A bunch of people showed up Tuesday night to let Citrus County commissioners know they don’t like one thing about the turnpike extension idea.
And after two hours of public comment, commissioners said the public gave them something to think about.
One commissioner went further.
“I agree with no-build,” Commissioner Scott Carnahan said. “Leave us alone. We don’t need it.”
We’ll find out in the coming months whether Carnahan sticks with that position. But one thing was certain after Tuesday: The no-build crowd has the county commission’s attention.
This wasn’t meant as an anti-turnpike rally. Commissioner Ruthie Davis Schlabach had asked for a special 5:30 p.m. time for public comment to allow those working during the day to show up and offer commissioners their piece.
As the anti-turnpike talk revved up in recent weeks, it became apparent that the special public comment portion of Tuesday’s agenda would be the perfect time to speak with a unified voice.
And they did.
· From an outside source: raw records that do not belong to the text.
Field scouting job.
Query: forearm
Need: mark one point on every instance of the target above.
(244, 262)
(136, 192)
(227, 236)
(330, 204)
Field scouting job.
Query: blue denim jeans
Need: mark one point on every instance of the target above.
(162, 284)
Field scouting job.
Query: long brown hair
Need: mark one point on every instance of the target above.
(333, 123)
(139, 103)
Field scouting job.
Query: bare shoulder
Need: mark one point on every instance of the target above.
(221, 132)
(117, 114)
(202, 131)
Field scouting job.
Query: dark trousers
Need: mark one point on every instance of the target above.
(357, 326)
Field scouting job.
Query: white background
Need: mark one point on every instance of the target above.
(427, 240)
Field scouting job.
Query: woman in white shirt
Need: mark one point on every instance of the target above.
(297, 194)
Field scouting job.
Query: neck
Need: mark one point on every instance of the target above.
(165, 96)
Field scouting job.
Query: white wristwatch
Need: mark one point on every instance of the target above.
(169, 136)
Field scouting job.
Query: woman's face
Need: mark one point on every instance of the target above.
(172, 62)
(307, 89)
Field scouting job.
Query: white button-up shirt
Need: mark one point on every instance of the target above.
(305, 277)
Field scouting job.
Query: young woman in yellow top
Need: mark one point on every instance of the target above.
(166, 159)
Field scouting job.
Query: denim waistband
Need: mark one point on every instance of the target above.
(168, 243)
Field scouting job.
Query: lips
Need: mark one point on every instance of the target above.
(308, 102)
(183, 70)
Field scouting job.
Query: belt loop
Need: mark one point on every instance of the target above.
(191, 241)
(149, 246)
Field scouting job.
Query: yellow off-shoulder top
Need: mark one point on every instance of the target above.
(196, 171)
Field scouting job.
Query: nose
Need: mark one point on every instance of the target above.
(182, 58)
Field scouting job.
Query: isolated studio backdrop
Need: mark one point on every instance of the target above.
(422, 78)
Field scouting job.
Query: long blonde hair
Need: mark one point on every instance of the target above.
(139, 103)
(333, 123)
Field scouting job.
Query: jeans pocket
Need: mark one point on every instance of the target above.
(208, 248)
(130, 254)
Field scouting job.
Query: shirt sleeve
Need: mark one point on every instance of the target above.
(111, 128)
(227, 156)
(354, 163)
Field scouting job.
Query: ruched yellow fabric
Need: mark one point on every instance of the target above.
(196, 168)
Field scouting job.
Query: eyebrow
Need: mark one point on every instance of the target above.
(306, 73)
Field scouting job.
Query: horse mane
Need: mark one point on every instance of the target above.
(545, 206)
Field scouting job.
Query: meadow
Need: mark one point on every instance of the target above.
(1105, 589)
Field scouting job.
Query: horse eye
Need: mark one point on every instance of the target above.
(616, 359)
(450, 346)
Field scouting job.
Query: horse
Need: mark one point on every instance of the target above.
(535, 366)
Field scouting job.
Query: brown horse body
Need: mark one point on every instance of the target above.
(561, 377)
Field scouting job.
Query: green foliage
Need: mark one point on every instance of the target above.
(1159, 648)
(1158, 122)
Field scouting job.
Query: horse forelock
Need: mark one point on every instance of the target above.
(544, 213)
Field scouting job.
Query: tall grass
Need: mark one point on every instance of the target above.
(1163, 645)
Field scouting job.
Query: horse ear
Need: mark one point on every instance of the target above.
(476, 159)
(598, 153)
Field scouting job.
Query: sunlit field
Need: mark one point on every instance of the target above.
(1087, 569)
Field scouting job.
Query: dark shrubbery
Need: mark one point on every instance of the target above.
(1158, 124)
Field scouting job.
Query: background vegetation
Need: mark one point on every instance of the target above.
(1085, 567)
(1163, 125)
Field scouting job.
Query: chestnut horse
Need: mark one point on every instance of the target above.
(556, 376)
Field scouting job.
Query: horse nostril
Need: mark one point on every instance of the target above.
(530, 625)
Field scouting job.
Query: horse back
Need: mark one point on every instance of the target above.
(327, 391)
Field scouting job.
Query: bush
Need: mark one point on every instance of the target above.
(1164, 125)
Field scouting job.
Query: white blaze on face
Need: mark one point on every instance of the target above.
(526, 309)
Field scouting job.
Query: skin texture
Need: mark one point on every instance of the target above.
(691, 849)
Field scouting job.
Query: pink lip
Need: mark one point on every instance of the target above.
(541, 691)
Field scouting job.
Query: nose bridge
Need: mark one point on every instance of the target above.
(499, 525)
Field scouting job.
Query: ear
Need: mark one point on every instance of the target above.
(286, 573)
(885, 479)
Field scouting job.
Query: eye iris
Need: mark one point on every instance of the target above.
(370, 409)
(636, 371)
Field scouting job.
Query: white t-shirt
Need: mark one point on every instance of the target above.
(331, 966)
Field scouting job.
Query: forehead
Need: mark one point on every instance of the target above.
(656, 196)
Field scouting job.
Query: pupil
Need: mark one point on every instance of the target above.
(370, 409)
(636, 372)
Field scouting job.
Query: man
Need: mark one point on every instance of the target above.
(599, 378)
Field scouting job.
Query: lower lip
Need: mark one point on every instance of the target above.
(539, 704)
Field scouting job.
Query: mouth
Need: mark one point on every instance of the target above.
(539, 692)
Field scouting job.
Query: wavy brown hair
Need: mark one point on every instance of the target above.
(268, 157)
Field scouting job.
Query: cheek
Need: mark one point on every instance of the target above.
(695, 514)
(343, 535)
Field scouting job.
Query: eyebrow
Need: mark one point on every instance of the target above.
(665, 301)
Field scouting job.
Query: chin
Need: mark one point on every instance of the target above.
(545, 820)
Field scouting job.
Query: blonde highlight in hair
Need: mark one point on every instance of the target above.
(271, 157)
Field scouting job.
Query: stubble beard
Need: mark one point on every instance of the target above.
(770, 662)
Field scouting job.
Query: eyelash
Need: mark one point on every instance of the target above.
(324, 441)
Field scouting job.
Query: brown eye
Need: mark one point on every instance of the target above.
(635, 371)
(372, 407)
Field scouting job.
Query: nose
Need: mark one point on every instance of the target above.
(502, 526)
Some of the people who spoke Tuesday are Citrus County residents. Some represent statewide organizations and live elsewhere.
They portrayed the turnpike extension from Wildwood to U.S. 19 as nothing but trouble. Economy, ecology, nature, lifestyle — all blown to bits if the turnpike comes through.
“I don’t even understand why we’re talking about carving up our rural lands,” one Chassahowitzka man said.
Some speakers I recognized for their decades of environmental work in Citrus County. Others are recent residents, including one man who said he moved from the Everglades to Citrus and sees more wildlife in Inverness than he did in the Big Cypress Swamp.
The newbies have an argument that many of us are quite familiar with: We’re here so now stop the growth.
I’m hearing a lot of sentences these days that start like this: “We moved here for peace and quiet…” Um…what exactly do people think will happen once they move in? More people means impacts on roads, water, government, schools — and not just in Citrus County, but throughout Florida.
To say, “I’m here now, so stop” is, of course, silly and childish.
But is the answer slashing Florida's Turnpike extension through Citrus County? Not to the folks who showed up Tuesday, armed with personal pleas to save their homes or statistics to show the project cost and uncertainty of turnpike traffic projections.
Commissioners were impressed.
Chairman Ron Kitchen Jr., who in a nice way repeatedly asked the audience not to hold up their no-build signs, assured those attending their voices were heard.
“This is the beginning of the process, not the end of the process,” he said. “I look forward to logical debate and discussion. I heard a lot of that tonight.”
Carnahan, who just a month ago said he supported the turnpike extension, said after hearing from residents Tuesday that the state can expand existing corridors, such as State Road 44, before building new ones.
Schlabach said growth fuels transportation needs.
“So many people are moving to Florida,” she said. “We need to figure how to move them around.”
Commissioner Jeff Kinnard reiterated this is early in the process — true and not so true. It’s true that we’re early, but the state is expected to pick a corridor by summertime, so a lot is happening in a short time.
The no-build crowd still faces an uphill climb. This county isn’t in the habit of saying no to the state highway department. Doesn’t seem likely commissioners will do that now, even with uncertainty surrounding turnpike details.
But Tuesday was a good start. Anti-turnpike voices spoke in unison, and it was county commissioners doing the listening.